SAB became independent in 1934. In 1935, the Bloch-Potez group incorporated SAB. With the nationalization of the aeronautics sector in 1936 and 1937, the companies were grouped together and became SNCASO, which employed 3,000 people and included three Bordeaux factories (Bègles, which manufactured spare parts, Bacalan, which carried out the assembly of large assemblies, and Mérignac, which assembled aircraft).

The Bacalan factory was completely razed in 1942 by Allied bombing. January 5, 1944, it was the Mérignac factory that was almost completely destroyed. At the Liberation, activity resumed in Mérignac as well as the reconstruction of the factory. In 1949, SNCASO made its overhaul, maintenance and conversion activities for all types of aircraft into subsidiaries and the Mérignac factory became the headquarters of the French Society for the Maintenance and Repair of Aeronautical Equipment (SFERMA). Little by little, the activity of the Bègles factory moved to Mérignac. From 1950, the Mérignac factory was equipped to accommodate large transport aircraft.

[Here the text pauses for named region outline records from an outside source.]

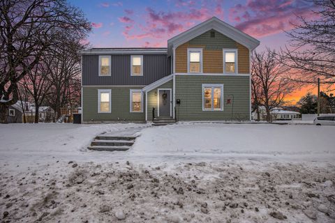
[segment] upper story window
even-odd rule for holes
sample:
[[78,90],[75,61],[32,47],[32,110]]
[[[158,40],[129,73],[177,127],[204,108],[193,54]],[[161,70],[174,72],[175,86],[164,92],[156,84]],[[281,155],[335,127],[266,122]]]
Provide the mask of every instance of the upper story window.
[[237,73],[237,49],[223,49],[223,73]]
[[99,56],[99,76],[110,76],[110,56]]
[[9,109],[9,116],[15,116],[15,110]]
[[131,75],[143,76],[143,56],[131,56]]
[[131,112],[143,112],[143,94],[141,89],[131,89]]
[[110,113],[112,110],[112,90],[98,90],[98,113]]
[[202,72],[202,49],[187,49],[188,72]]

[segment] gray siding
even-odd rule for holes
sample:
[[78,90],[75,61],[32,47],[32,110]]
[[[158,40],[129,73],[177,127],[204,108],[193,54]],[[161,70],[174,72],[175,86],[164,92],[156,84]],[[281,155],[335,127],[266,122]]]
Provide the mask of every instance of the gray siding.
[[[129,87],[82,88],[82,118],[84,122],[97,121],[145,121],[145,97],[143,97],[143,112],[130,112]],[[98,113],[98,89],[112,89],[111,113]]]
[[[211,31],[215,33],[215,38],[211,38]],[[225,36],[214,29],[207,31],[191,40],[190,45],[204,45],[206,49],[222,50],[223,48],[237,48],[235,40]]]
[[[179,121],[230,121],[232,104],[227,104],[229,95],[234,95],[232,119],[250,119],[249,77],[243,76],[176,76],[176,105]],[[223,111],[202,111],[202,84],[223,84]]]
[[147,85],[170,75],[170,58],[166,54],[143,54],[143,76],[131,76],[131,55],[111,56],[111,76],[99,77],[98,55],[82,56],[82,83],[87,85]]

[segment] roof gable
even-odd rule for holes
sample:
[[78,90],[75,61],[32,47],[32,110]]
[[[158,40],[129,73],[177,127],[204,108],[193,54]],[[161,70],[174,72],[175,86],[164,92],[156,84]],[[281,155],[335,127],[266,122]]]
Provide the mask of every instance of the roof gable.
[[172,54],[173,47],[177,47],[211,29],[216,30],[251,50],[260,45],[260,41],[255,38],[214,17],[168,40],[168,54]]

In 1957, SNCASO and SNCASE merged to form Sud-Aviation . In 1958, with the Algerian War, the military market offered SFERMA new opportunities. It now equipped aircraft and transformed radio equipment. SFERMA was absorbed in 1965 by its parent company, Sud-Aviation, and became its Maintenance and Repair Group (GER). It was also in 1965 that the first Caravelle came in for overhaul.

In 1970, the National Society of Aeronautical and Space Industries (SNIAS, renamed Aérospatiale in 1985) was created with the merger of Sud-Aviation, Nord-Aviation and the company for the Study and Production of Ballistic Engines (SEREB). On October 1st, the Mérignac factory regained its financial autonomy and became the Girondine Society for the Maintenance and Repair of Aeronautical Equipment (SOGERMA), specializing in aeronautical maintenance. The activities on aerostructures and seats were inherited from the acquisition of the Charentaise Society of Aeronautical Equipment (SOCEA, historically linked to Lioré and Olivier ) of Rochefort in 1988. In 2000 it became a subsidiary of EADS.

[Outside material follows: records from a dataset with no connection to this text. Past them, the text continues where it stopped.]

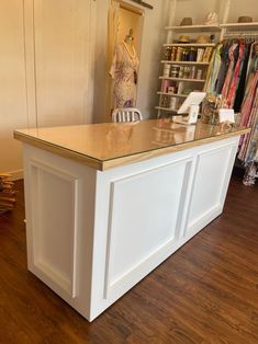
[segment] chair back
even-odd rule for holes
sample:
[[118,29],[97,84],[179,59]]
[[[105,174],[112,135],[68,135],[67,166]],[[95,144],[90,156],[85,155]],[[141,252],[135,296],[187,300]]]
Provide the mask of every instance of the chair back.
[[112,113],[112,122],[114,123],[137,122],[142,119],[141,111],[135,107],[114,108]]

In 2006, a restructuring led to the withdrawal of its MRO ( Maintenance Repair and Overhaul ) activities, which joined Sabena Technics,TAT group. After this step, the company focused on developing its aerostructures, seats and armchairs activities.

After 2006, Sogerma benefited from a favorable situation in the aerostructures market, with a sharp increase in the production rates of the Airbus and ATR programs, and new contracts won, such as the central landing gear bay of the A350 or section 14A of the A321. In 2010, the company purchased a large area of property in Rochefort formerly owned by of Zodiac Aerospace, which ceased operations in 2008. In 2013, Sogerma continued to develop its Premium passenger seat business, with the establishment of new production areas and offices in Rochefort.